# Methylene Chloride



## doctors11 (May 17, 2010)

I just saw this. I know some of you do bathtub refinishing and wondered if you were aware of this danger.

http://www.huffingtonpost.com/2012/...d=maing-grid7|main5|dl1|sec3_lnk1&pLid=138058


----------



## DeanV (Apr 18, 2007)

My wife showed me that this morning as well. I have used that stripper on wood for several smaller projects and front door stripping. Fairly potent stuff. It will start getting to your skin through the orange latex refinishing gloves after about 30 minutes of working with it.

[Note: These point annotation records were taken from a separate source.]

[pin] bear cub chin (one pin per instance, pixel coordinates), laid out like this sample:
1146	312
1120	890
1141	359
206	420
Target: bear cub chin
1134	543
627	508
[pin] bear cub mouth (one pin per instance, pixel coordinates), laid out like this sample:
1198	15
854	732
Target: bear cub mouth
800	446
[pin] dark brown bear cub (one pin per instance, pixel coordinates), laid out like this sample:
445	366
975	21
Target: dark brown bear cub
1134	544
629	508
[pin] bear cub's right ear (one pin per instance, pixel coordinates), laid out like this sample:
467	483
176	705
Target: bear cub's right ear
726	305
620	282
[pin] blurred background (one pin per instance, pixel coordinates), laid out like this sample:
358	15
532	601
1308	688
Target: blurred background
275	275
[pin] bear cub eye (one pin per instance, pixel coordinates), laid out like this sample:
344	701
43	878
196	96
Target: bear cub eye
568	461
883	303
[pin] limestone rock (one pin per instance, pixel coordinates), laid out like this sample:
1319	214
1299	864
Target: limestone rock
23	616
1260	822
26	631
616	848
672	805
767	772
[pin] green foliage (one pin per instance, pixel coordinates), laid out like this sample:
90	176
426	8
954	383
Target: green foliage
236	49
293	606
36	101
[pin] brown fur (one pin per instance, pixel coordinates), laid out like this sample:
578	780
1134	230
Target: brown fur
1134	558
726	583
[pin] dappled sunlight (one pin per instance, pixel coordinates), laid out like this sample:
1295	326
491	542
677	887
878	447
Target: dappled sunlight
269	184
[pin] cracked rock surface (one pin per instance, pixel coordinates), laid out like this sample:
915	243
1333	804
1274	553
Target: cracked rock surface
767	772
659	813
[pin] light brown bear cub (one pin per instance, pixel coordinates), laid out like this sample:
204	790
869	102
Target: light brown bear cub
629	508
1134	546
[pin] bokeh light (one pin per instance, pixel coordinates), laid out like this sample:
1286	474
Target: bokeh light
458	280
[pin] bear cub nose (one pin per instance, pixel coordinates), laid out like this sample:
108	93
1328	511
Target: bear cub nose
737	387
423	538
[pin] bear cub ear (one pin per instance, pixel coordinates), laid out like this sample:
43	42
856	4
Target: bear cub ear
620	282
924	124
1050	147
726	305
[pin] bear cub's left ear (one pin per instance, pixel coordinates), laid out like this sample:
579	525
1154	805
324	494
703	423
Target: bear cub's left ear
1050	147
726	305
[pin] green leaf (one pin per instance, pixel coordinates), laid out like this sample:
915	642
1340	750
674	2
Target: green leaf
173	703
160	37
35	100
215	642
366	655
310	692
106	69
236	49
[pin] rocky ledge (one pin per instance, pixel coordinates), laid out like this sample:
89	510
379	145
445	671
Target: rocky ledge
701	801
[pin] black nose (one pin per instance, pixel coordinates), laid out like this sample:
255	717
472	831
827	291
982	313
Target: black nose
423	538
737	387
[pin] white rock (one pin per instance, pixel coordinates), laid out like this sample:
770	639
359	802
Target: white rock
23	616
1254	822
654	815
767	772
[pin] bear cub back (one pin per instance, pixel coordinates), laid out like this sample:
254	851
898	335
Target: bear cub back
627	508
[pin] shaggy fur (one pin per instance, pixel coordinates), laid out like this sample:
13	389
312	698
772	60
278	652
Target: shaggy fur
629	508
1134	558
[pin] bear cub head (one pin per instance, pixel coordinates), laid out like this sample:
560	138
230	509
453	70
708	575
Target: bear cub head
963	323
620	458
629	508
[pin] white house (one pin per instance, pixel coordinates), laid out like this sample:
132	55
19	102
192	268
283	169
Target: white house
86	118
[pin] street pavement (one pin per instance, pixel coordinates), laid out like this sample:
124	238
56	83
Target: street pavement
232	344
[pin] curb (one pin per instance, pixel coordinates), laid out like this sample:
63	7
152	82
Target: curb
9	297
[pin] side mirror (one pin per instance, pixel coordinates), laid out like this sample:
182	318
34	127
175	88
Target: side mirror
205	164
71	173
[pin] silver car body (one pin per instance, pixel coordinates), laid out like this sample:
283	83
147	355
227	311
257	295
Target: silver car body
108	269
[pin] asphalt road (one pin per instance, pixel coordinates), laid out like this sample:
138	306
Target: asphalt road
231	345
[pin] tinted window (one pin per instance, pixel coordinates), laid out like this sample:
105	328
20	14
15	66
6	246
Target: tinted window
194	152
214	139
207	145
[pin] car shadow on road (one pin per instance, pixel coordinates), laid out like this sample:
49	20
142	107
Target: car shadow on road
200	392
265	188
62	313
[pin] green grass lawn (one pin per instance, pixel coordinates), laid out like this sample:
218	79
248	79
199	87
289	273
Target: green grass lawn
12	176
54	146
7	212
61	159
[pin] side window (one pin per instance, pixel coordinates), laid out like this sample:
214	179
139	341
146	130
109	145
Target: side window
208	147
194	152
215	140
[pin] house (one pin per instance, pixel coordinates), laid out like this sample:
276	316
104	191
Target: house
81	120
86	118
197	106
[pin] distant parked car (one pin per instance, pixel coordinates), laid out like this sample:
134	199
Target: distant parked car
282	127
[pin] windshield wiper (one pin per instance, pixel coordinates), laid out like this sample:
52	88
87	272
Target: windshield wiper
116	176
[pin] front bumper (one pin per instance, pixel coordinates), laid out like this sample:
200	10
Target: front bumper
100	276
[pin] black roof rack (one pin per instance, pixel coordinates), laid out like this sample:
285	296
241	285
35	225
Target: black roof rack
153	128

I always wear a respirator with the carbon filters for that product.


----------



## CApainter (Jun 29, 2007)

Good info. Thanks doctor11.



Here's a link to OSHA standards http://www.osha.gov/SLTC/methylenechloride/


----------



## Wolfgang (Nov 16, 2008)

Saw it myself, though I've never used it on the bathtubs I've ever done. Even when using other chemical strippers I use the heavier gloves made for use with chemicals. Yeah, they're bulkier, but it beats the alternative.


----------



## Lee Decorating Corp. (Oct 6, 2011)

When I first started, my Grandfather used "Rock Miracle" all the time. He believed very old school and often I would not remember the drive home from that stuff.
A few years ago, my town had a waste disposal day.( Batteries, computers, paints, ect) This guy drives up with a 5 of "Rock Miracle". I have no idea why a home owner would have that. The town worker just grabs it and is about to throw it in a dumpster, I yell "hey, thats Methylene Chloride, that is serious stuff". The town worker looks confused, walks over to his supervisor, the supervisor sends over a guy in a Haz Mat Suit and they place the 5 in a 55 gallon drum and seal it.
The Town worker looked like he pee'd on himself.


----------